Congressional Republicans’ plan to make draconian cuts to social spending in a bid to avoid defaulting on the national debt could eliminate federally funded rent vouchers for over a third of the 2.3 million U.S. households that rely on them for housing.
That includes an estimated 21,000 Georgia families among 800,000 nationally at risk of losing their rent subsidies.

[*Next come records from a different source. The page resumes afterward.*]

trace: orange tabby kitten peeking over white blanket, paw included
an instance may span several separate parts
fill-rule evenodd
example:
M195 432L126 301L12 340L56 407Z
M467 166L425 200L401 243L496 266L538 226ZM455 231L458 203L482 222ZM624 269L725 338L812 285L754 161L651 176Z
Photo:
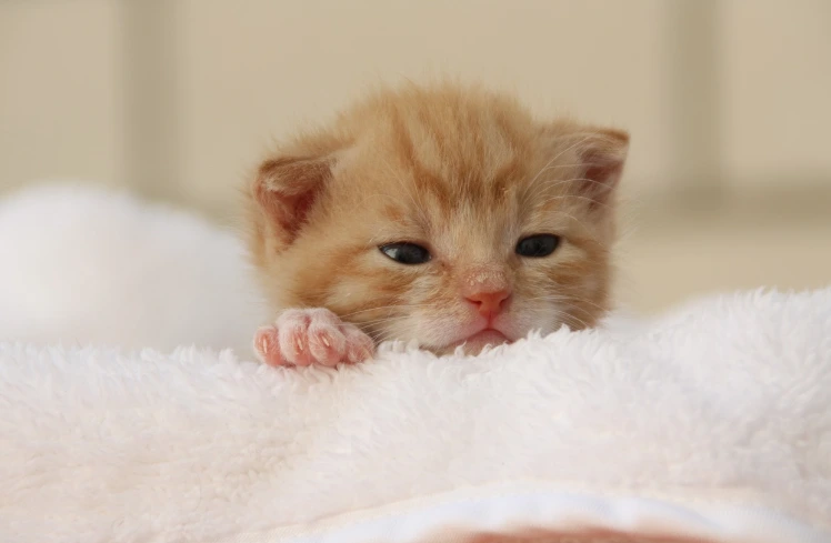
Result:
M258 355L331 366L386 340L475 354L594 325L628 142L451 84L383 90L298 137L247 191L278 315L256 333Z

In Georgia, 54,989 households—including 17,684 in Atlanta—depend on the U.S. Department of Housing and Urban Development’s (HUD) Housing Choice Voucher Program to stay housed, according to federal data.
The House Appropriations Committee’s latest proposed budget bills could cut “at least 30% across programs including education, research, public safety, public health, and other areas,” including HUD’s rent voucher program, the White House said in a May 23 press release.

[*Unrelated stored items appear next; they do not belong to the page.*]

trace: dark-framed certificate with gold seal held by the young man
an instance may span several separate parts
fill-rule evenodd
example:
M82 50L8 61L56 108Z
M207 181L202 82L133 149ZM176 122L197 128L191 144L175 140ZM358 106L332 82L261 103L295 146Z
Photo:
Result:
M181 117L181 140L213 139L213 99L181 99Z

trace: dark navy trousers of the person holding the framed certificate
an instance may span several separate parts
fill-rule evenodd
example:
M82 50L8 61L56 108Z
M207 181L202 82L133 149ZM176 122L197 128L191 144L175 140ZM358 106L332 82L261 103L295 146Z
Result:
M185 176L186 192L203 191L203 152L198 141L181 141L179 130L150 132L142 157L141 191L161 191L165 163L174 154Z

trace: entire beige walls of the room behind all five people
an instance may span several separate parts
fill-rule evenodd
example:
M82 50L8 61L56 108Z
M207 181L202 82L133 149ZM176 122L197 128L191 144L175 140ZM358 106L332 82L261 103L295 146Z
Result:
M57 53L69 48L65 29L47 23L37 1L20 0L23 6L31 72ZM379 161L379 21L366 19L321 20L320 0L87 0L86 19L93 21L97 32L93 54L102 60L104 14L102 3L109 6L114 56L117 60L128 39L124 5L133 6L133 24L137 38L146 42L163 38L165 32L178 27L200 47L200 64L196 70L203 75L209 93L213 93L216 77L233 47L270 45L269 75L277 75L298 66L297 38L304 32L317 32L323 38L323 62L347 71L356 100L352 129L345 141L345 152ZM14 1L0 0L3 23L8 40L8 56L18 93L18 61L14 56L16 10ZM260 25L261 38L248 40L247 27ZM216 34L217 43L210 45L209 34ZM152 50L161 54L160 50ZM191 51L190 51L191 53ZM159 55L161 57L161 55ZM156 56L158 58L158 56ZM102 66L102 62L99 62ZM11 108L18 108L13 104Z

The White House warned that the proposed Republican appropriations bills—which Democratic Congress members have derided as the “Default on America Act”—also could eliminate emergency housing voucher funding, harming another 1,390 Georgians who are homeless, at risk of homelessness, or escaping from domestic violence.

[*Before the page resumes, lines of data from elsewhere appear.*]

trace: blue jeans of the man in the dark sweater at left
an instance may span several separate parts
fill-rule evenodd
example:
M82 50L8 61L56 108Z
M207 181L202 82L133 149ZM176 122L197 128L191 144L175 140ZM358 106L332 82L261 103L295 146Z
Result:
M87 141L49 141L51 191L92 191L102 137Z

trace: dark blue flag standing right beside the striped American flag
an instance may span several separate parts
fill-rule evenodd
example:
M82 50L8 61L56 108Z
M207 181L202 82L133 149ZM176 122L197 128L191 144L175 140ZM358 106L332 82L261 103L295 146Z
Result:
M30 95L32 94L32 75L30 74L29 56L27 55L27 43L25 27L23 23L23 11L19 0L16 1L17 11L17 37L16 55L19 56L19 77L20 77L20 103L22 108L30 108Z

Housing funding already scarce
There already aren’t enough Section 8 vouchers to meet low-income Georgian’s need for housing, and the state’s housing agencies can’t afford to absorb such a financial blow, HUD and local housing advocates told Atlanta Civic Circle, amid a dire affordability crisis that’s getting worse.
There are almost 25,000 Atlantans on the waitlist for Section 8 vouchers from Atlanta Housing, the city’s public housing authority—and even people who’ve obtained rent vouchers often still can’t find landlords who will accept them. (Voucher recipients pay up to a third of their monthly income on rent, and the HUD subsidies cover the rest.)
The situation is the same in other big cities. “In many parts of the country, long wait lists for rental assistance create barriers for people seeking federally assisted housing,” said HUD spokesperson Shannon Watkins in a statement to Atlanta Civic Circle. “This is the result of insufficient appropriations to fund rental assistance for every family with acute housing needs.”
Bambie Hayes-Brown, the CEO of Georgia Advancing Communities Together, a coalition of over 100 affordable housing and community development agencies, said the proposed cuts to housing funding would be devastating to lower-income Georgians.
“Wages have remained stagnant and have not grown at the percentage that rents have, and when we see, for our proposed budget, cuts for the Housing Choice Voucher Program, that is very concerning,” she said, urging people to contact their congressional representatives “to let them know we want our most vulnerable populations to be stably housed.”
Hayes-Brown said the proposed cuts would place enormous strain on the Georgia Department of Community Affairs, Atlanta Housing, and the state’s other public housing authorities that support housing for senior citizens, military veterans, families, and “all the people we say we care about.”
The National Low Income Housing Coalition also issued a call to action this week for Americans to call their congresspeople and urge that any agreement to lift the debt ceiling “protects and expands resources to help people with the lowest incomes find a safe, stable, accessible, and affordable place to call home.”
“Terrible,” was Housing Justice League executive director Alison Johnson’s response to the proposed federal budget cuts. The group is calling on Georgia’s U.S. representatives and Sens. Jon Ossoff and Raphael Warnock to “push Congress not to cut those housing safety programs,” she said. “We will protest our senators if they don’t take a stand. Georgia can’t afford these cuts,” she said.
Housing Justice League and other advocacy groups are planning protests to advocate for boosting, not cutting, housing safety net programs.
Cutting the emergency housing vouchers for homeless people “would be devastating,” because the program is already underfunded, said Cathryn Vassell, who heads Partners for Home, Atlanta’s homeless services arm. “We need more funding and subsidy to be able to rehouse people experiencing homelessness at the pace and scale that is necessary,” she said.
But Atlanta Housing CEO Eugene Jones, who’s also run the Chicago and Toronto public housing authorities, said it’s too soon to panic about any proposed housing funding cuts. “It is premature to speculate what might happen, if anything at all,” he said in an email.